Fellowship / Fellows

Leah Whittington

  • 2017–2018
  • Humanities
  • Radcliffe Alumnae Fellow
  • Harvard University
Headshot of Leah Whittington
Photo by Tony Rinaldo

This information is accurate as of the fellowship year indicated for each fellow.

Leah Whittington is the John L. Loeb Associate Professor of the Humanities in the Department of English and an affiliate of the Department of the Classics at Harvard University. She specializes in the literature and culture of the European Renaissance, with a focus on the rediscovery, appropriation, and transformation of classical antiquity. Her first book, Renaissance Suppliants: Poetry, Antiquity, Reconciliation (Oxford University Press, 2016), studies supplication as a social and literary event in the long European Renaissance, showing how Renaissance writers use postures of humiliation and abjection to think through problems of estrangement, difference, and inequality.

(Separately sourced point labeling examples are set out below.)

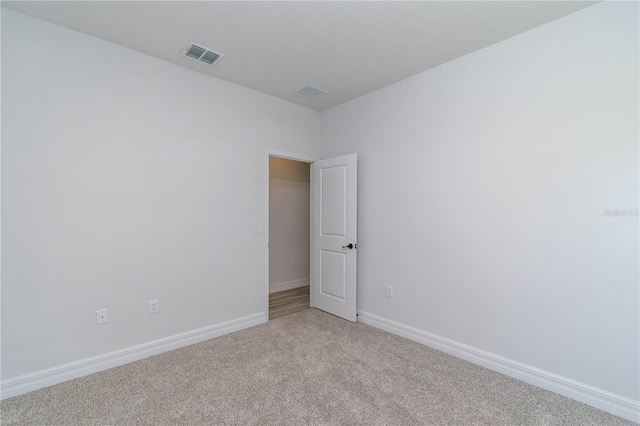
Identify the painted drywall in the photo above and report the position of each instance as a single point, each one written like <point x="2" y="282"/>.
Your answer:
<point x="484" y="186"/>
<point x="126" y="179"/>
<point x="289" y="213"/>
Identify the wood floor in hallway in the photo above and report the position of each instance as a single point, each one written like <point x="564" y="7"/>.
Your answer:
<point x="288" y="301"/>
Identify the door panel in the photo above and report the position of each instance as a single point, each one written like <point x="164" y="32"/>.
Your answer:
<point x="334" y="235"/>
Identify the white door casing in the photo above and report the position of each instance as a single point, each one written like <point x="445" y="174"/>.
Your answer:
<point x="335" y="235"/>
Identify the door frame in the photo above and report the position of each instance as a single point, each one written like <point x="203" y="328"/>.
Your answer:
<point x="304" y="159"/>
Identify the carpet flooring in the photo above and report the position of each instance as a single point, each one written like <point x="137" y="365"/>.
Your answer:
<point x="304" y="368"/>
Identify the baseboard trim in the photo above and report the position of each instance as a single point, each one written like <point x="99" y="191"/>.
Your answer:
<point x="288" y="285"/>
<point x="599" y="398"/>
<point x="62" y="373"/>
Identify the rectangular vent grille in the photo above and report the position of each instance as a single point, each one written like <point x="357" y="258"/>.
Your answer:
<point x="309" y="92"/>
<point x="202" y="54"/>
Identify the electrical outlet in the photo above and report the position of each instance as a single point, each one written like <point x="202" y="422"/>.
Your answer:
<point x="102" y="316"/>
<point x="153" y="306"/>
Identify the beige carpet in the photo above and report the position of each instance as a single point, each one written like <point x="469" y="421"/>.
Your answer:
<point x="304" y="368"/>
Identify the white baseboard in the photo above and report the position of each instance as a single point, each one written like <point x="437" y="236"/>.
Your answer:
<point x="62" y="373"/>
<point x="615" y="404"/>
<point x="288" y="285"/>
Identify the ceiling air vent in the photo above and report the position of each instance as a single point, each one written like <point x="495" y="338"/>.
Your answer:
<point x="309" y="92"/>
<point x="202" y="54"/>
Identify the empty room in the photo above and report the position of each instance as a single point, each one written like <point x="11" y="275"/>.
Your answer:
<point x="466" y="238"/>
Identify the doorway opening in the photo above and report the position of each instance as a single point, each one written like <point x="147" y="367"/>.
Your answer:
<point x="289" y="233"/>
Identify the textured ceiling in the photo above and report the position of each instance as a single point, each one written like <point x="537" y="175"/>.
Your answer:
<point x="348" y="48"/>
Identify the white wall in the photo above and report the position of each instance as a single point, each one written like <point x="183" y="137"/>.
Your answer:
<point x="124" y="179"/>
<point x="289" y="213"/>
<point x="483" y="185"/>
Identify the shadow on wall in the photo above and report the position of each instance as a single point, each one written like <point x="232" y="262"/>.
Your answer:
<point x="289" y="224"/>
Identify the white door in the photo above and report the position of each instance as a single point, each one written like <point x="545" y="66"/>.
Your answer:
<point x="334" y="235"/>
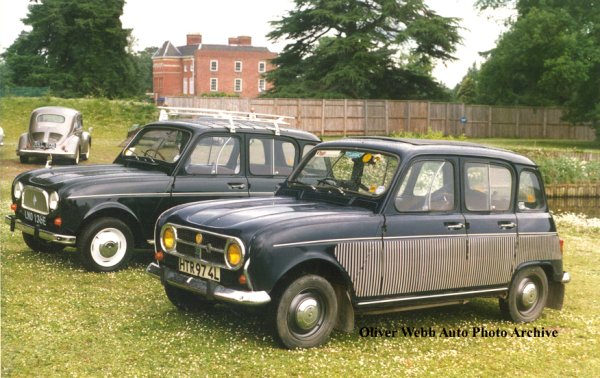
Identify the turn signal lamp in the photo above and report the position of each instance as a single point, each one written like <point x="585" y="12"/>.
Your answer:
<point x="168" y="238"/>
<point x="234" y="254"/>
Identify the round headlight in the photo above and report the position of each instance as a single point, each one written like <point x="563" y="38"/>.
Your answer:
<point x="53" y="201"/>
<point x="168" y="238"/>
<point x="18" y="190"/>
<point x="234" y="254"/>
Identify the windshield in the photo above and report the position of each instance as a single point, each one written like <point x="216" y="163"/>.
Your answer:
<point x="364" y="172"/>
<point x="154" y="145"/>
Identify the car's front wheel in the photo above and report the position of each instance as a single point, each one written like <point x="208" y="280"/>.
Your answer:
<point x="185" y="300"/>
<point x="105" y="245"/>
<point x="527" y="296"/>
<point x="305" y="312"/>
<point x="39" y="245"/>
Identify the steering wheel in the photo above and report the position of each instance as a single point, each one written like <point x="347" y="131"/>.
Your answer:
<point x="156" y="153"/>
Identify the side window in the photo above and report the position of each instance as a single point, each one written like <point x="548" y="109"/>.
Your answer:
<point x="530" y="192"/>
<point x="215" y="155"/>
<point x="427" y="186"/>
<point x="271" y="157"/>
<point x="487" y="187"/>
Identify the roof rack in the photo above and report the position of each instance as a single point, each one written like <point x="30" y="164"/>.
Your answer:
<point x="231" y="116"/>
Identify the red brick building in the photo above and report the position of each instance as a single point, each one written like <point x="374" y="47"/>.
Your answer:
<point x="197" y="68"/>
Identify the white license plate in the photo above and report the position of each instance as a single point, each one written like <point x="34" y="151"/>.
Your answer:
<point x="34" y="218"/>
<point x="200" y="270"/>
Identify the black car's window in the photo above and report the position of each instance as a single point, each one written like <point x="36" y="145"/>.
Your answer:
<point x="157" y="145"/>
<point x="487" y="187"/>
<point x="530" y="192"/>
<point x="52" y="118"/>
<point x="215" y="155"/>
<point x="427" y="186"/>
<point x="364" y="172"/>
<point x="271" y="157"/>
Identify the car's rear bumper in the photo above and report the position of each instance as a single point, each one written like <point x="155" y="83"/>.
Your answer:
<point x="16" y="224"/>
<point x="208" y="289"/>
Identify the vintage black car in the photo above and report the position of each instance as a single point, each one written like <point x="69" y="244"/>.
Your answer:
<point x="371" y="225"/>
<point x="55" y="132"/>
<point x="107" y="210"/>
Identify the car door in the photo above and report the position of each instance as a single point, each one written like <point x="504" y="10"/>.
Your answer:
<point x="424" y="244"/>
<point x="488" y="188"/>
<point x="211" y="170"/>
<point x="270" y="160"/>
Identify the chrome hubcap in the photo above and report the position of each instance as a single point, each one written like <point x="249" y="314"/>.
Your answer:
<point x="307" y="313"/>
<point x="108" y="247"/>
<point x="529" y="295"/>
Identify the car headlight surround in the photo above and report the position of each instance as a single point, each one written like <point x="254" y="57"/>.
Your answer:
<point x="168" y="238"/>
<point x="18" y="190"/>
<point x="53" y="201"/>
<point x="234" y="254"/>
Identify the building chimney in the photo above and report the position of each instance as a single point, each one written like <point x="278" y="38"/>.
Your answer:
<point x="194" y="39"/>
<point x="244" y="40"/>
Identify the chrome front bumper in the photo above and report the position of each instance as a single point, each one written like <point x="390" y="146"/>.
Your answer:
<point x="207" y="288"/>
<point x="16" y="224"/>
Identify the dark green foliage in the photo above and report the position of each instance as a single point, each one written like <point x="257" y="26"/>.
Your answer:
<point x="550" y="56"/>
<point x="77" y="48"/>
<point x="361" y="49"/>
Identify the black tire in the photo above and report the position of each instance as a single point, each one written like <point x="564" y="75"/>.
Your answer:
<point x="527" y="296"/>
<point x="105" y="245"/>
<point x="185" y="300"/>
<point x="40" y="245"/>
<point x="305" y="312"/>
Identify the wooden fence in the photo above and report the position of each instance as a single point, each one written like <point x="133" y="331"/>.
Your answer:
<point x="383" y="117"/>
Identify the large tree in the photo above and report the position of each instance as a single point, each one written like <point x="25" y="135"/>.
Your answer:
<point x="77" y="48"/>
<point x="549" y="56"/>
<point x="361" y="49"/>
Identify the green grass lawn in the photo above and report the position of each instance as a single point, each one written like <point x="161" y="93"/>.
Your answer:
<point x="59" y="320"/>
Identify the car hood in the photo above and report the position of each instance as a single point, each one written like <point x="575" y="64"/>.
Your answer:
<point x="280" y="219"/>
<point x="89" y="179"/>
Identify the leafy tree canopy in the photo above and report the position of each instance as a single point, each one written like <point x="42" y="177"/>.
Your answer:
<point x="77" y="48"/>
<point x="550" y="56"/>
<point x="361" y="49"/>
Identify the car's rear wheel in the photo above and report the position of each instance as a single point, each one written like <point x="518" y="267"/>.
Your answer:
<point x="305" y="312"/>
<point x="105" y="245"/>
<point x="185" y="300"/>
<point x="39" y="245"/>
<point x="527" y="296"/>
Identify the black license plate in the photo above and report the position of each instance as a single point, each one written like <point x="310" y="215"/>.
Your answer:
<point x="35" y="218"/>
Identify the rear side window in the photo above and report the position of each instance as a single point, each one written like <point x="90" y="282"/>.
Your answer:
<point x="427" y="186"/>
<point x="530" y="192"/>
<point x="487" y="187"/>
<point x="271" y="157"/>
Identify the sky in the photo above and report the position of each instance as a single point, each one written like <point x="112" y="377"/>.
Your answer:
<point x="153" y="22"/>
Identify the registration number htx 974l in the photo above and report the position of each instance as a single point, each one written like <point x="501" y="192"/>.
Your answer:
<point x="200" y="270"/>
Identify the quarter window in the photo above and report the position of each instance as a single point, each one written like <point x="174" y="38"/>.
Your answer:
<point x="427" y="186"/>
<point x="215" y="155"/>
<point x="530" y="192"/>
<point x="271" y="157"/>
<point x="487" y="187"/>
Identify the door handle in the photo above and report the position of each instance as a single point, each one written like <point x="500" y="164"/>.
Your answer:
<point x="507" y="225"/>
<point x="235" y="185"/>
<point x="454" y="225"/>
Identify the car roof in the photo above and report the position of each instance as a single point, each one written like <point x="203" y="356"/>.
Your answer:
<point x="407" y="148"/>
<point x="243" y="126"/>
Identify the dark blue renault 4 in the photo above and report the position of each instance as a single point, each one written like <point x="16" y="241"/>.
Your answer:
<point x="371" y="225"/>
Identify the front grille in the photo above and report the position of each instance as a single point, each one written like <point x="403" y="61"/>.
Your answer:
<point x="35" y="199"/>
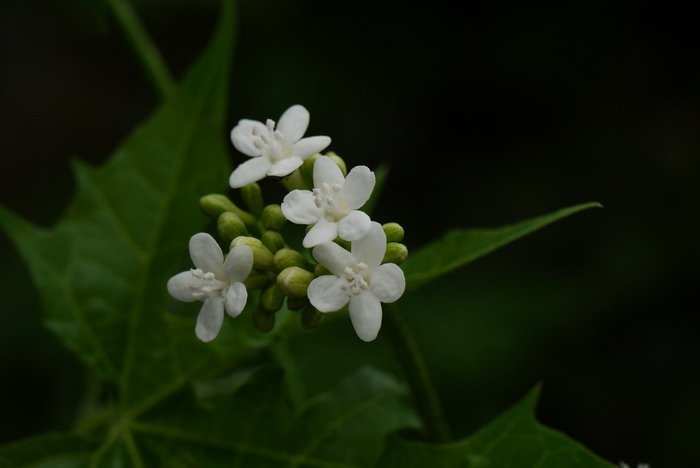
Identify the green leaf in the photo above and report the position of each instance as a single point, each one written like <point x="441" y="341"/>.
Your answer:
<point x="53" y="450"/>
<point x="514" y="440"/>
<point x="461" y="246"/>
<point x="102" y="269"/>
<point x="257" y="426"/>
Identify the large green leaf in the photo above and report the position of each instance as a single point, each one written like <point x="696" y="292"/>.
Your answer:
<point x="514" y="440"/>
<point x="461" y="246"/>
<point x="102" y="269"/>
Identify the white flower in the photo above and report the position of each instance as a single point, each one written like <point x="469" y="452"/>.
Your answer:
<point x="276" y="152"/>
<point x="333" y="204"/>
<point x="214" y="281"/>
<point x="357" y="278"/>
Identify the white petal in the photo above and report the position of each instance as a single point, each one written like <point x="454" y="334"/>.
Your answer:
<point x="323" y="231"/>
<point x="284" y="167"/>
<point x="242" y="136"/>
<point x="366" y="315"/>
<point x="249" y="172"/>
<point x="325" y="294"/>
<point x="238" y="263"/>
<point x="358" y="187"/>
<point x="235" y="300"/>
<point x="179" y="286"/>
<point x="299" y="207"/>
<point x="206" y="254"/>
<point x="210" y="318"/>
<point x="293" y="123"/>
<point x="310" y="145"/>
<point x="326" y="171"/>
<point x="333" y="257"/>
<point x="388" y="282"/>
<point x="354" y="226"/>
<point x="372" y="247"/>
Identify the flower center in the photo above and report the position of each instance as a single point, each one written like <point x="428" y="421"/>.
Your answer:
<point x="206" y="285"/>
<point x="328" y="199"/>
<point x="357" y="278"/>
<point x="271" y="142"/>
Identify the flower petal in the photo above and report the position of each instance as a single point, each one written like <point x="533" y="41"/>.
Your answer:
<point x="243" y="138"/>
<point x="179" y="286"/>
<point x="323" y="231"/>
<point x="358" y="187"/>
<point x="325" y="294"/>
<point x="366" y="315"/>
<point x="206" y="254"/>
<point x="371" y="248"/>
<point x="236" y="297"/>
<point x="310" y="145"/>
<point x="210" y="318"/>
<point x="388" y="282"/>
<point x="238" y="263"/>
<point x="299" y="207"/>
<point x="249" y="172"/>
<point x="328" y="172"/>
<point x="293" y="123"/>
<point x="285" y="167"/>
<point x="333" y="257"/>
<point x="354" y="226"/>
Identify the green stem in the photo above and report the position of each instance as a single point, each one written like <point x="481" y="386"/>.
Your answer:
<point x="426" y="398"/>
<point x="141" y="44"/>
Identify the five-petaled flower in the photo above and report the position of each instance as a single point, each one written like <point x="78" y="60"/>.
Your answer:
<point x="275" y="151"/>
<point x="333" y="204"/>
<point x="216" y="282"/>
<point x="358" y="278"/>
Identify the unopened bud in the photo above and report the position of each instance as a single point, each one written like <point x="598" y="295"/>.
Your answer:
<point x="285" y="258"/>
<point x="273" y="218"/>
<point x="230" y="226"/>
<point x="252" y="196"/>
<point x="294" y="281"/>
<point x="395" y="253"/>
<point x="394" y="232"/>
<point x="273" y="240"/>
<point x="271" y="299"/>
<point x="262" y="257"/>
<point x="310" y="317"/>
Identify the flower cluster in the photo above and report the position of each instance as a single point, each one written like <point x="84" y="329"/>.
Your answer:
<point x="356" y="258"/>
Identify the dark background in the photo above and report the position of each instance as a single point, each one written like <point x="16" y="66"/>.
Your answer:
<point x="489" y="116"/>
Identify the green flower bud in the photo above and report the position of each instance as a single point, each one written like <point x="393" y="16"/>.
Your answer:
<point x="252" y="196"/>
<point x="230" y="226"/>
<point x="263" y="320"/>
<point x="272" y="218"/>
<point x="395" y="253"/>
<point x="262" y="257"/>
<point x="285" y="258"/>
<point x="310" y="317"/>
<point x="214" y="204"/>
<point x="271" y="299"/>
<point x="294" y="281"/>
<point x="273" y="240"/>
<point x="394" y="232"/>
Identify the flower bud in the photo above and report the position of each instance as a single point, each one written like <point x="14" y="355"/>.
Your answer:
<point x="394" y="232"/>
<point x="252" y="196"/>
<point x="230" y="226"/>
<point x="271" y="299"/>
<point x="310" y="317"/>
<point x="395" y="253"/>
<point x="285" y="258"/>
<point x="263" y="320"/>
<point x="262" y="257"/>
<point x="273" y="240"/>
<point x="272" y="218"/>
<point x="294" y="281"/>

While at Radcliffe, Whittington is working on a book about the role of supplements and continuations in Renaissance literary culture, broadly defined as texts that announce themselves as adding to, carrying forward, or finishing other texts. This book examines the relationship between literary continuations and other early modern continuative practices, such as textual criticism and sculptural restoration, exploring how damaged and fragmentary works inspired new theories and practices of artistic creation. 

After receiving a PhD in comparative literature from Princeton University, Whittington was a Mellon Fellow at the Columbia Society of Fellows in the Humanities before joining the faculty at Harvard in 2012. She is also currently an associate editor of the I Tatti Renaissance Library series at Harvard University Press.